Question

A particle of mass $80$ units is moving with uniform speed $v = 4\sqrt 2$units in $xy$plane, along a line$y = x + 5$. The magnitude of the angular momentum of the particle about the origin is.
$(A)1600{\text{units}}$
$(B)160\sqrt 2 {\text{units}}$
$(C)152\sqrt 2 {\text{units}}$
$(D)16\sqrt 2 {\text{units}}$

Answer 1

The formula of the angular momentum of the particle has to be used to solve the problem. The formula gives the relationship between the mass of the particle and velocity speed of the particle and the radius of the circular path of the particle. Then determine the perpendicular distance of the line of motion of the particle and also substitute the values into the formula for the angular momentum of the particle.

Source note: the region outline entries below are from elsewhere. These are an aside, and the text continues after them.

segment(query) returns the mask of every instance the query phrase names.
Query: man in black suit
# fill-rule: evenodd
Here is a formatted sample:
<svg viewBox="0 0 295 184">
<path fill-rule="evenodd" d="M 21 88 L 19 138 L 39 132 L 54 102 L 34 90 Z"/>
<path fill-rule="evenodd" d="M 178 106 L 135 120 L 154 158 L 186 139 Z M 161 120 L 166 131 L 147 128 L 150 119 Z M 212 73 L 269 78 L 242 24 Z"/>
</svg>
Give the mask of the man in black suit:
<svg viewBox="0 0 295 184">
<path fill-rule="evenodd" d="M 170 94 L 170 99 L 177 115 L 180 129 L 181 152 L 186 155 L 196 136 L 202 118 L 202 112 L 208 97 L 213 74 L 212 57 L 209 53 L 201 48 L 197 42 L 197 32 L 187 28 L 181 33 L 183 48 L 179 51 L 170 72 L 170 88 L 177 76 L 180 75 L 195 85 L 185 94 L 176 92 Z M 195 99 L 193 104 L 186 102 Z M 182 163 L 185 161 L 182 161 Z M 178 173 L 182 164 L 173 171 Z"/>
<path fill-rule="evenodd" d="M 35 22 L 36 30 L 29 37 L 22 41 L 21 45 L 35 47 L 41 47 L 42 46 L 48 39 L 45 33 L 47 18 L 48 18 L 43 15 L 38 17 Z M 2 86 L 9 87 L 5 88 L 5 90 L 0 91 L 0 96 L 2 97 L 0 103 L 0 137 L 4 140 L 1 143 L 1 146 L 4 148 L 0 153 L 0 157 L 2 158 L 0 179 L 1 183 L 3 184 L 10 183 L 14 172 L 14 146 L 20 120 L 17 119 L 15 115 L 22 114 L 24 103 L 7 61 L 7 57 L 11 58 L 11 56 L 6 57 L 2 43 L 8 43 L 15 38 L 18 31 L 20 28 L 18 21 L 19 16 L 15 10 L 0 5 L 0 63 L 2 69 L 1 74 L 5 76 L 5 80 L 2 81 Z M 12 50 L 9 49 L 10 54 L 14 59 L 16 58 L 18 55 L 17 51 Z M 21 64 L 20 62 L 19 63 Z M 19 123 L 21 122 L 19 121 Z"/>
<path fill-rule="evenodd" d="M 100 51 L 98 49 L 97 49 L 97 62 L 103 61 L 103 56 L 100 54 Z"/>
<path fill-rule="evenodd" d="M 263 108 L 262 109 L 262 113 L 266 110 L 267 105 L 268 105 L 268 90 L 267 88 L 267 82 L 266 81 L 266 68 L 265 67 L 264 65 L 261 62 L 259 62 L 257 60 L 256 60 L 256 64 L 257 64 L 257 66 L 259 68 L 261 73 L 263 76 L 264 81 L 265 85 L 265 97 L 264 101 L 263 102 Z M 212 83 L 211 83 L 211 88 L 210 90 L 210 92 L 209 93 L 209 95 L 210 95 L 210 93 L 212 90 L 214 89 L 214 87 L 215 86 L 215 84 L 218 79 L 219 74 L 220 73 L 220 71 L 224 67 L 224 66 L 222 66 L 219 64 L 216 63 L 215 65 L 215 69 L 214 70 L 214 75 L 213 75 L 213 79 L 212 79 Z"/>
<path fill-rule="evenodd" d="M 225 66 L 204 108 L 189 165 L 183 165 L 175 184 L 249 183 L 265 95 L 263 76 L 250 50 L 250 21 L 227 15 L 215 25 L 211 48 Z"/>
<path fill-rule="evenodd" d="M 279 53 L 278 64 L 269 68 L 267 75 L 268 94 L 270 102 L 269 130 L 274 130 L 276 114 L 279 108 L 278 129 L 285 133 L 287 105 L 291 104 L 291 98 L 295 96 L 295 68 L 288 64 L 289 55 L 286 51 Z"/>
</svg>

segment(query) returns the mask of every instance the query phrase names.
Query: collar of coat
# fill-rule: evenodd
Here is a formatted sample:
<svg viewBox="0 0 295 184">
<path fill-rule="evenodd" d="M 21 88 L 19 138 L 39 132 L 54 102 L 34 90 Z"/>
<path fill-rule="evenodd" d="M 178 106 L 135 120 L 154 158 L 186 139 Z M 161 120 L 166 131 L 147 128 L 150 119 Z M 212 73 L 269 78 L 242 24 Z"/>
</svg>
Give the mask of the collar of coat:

Complete step-by-step solution:
The angular momentum of an object moving with some linear speed is given by
$L = mv{r_p}$
Here,
$m =$Mass$= 80$units
$\nu =$Speed$= 4\sqrt 2$
{r_p}$$$$ = The perpendicular distance from reference to the momentum
The graph for the motion of the particle along the given line as follows:

The angle made by the line of motion of the particle with $x$and$y$axis is${45^ \circ }$.
Perpendicular distance of origin from a given line $y = x + 5$ is given by
${r_p} = 5\cos {45^ \circ } = \dfrac{5}{{\sqrt 2 }}$

Now, the angular momentum is
$L = 80 \times 4\sqrt 2 \times \dfrac{5}{{\sqrt 2 }}$
$L = 1600$
Therefore, the magnitude of angular momentum of the particle about the origin is$1600$units.

Note: The rotational momentum of a rotating body or system is measured by a vector quantity.
The product of the angular velocity of the body with respect to the rotation axis, and which is directed along the rotation axis.
The law of angular momentum states that when no external torque acts on an object, no change of angular momentum will occur.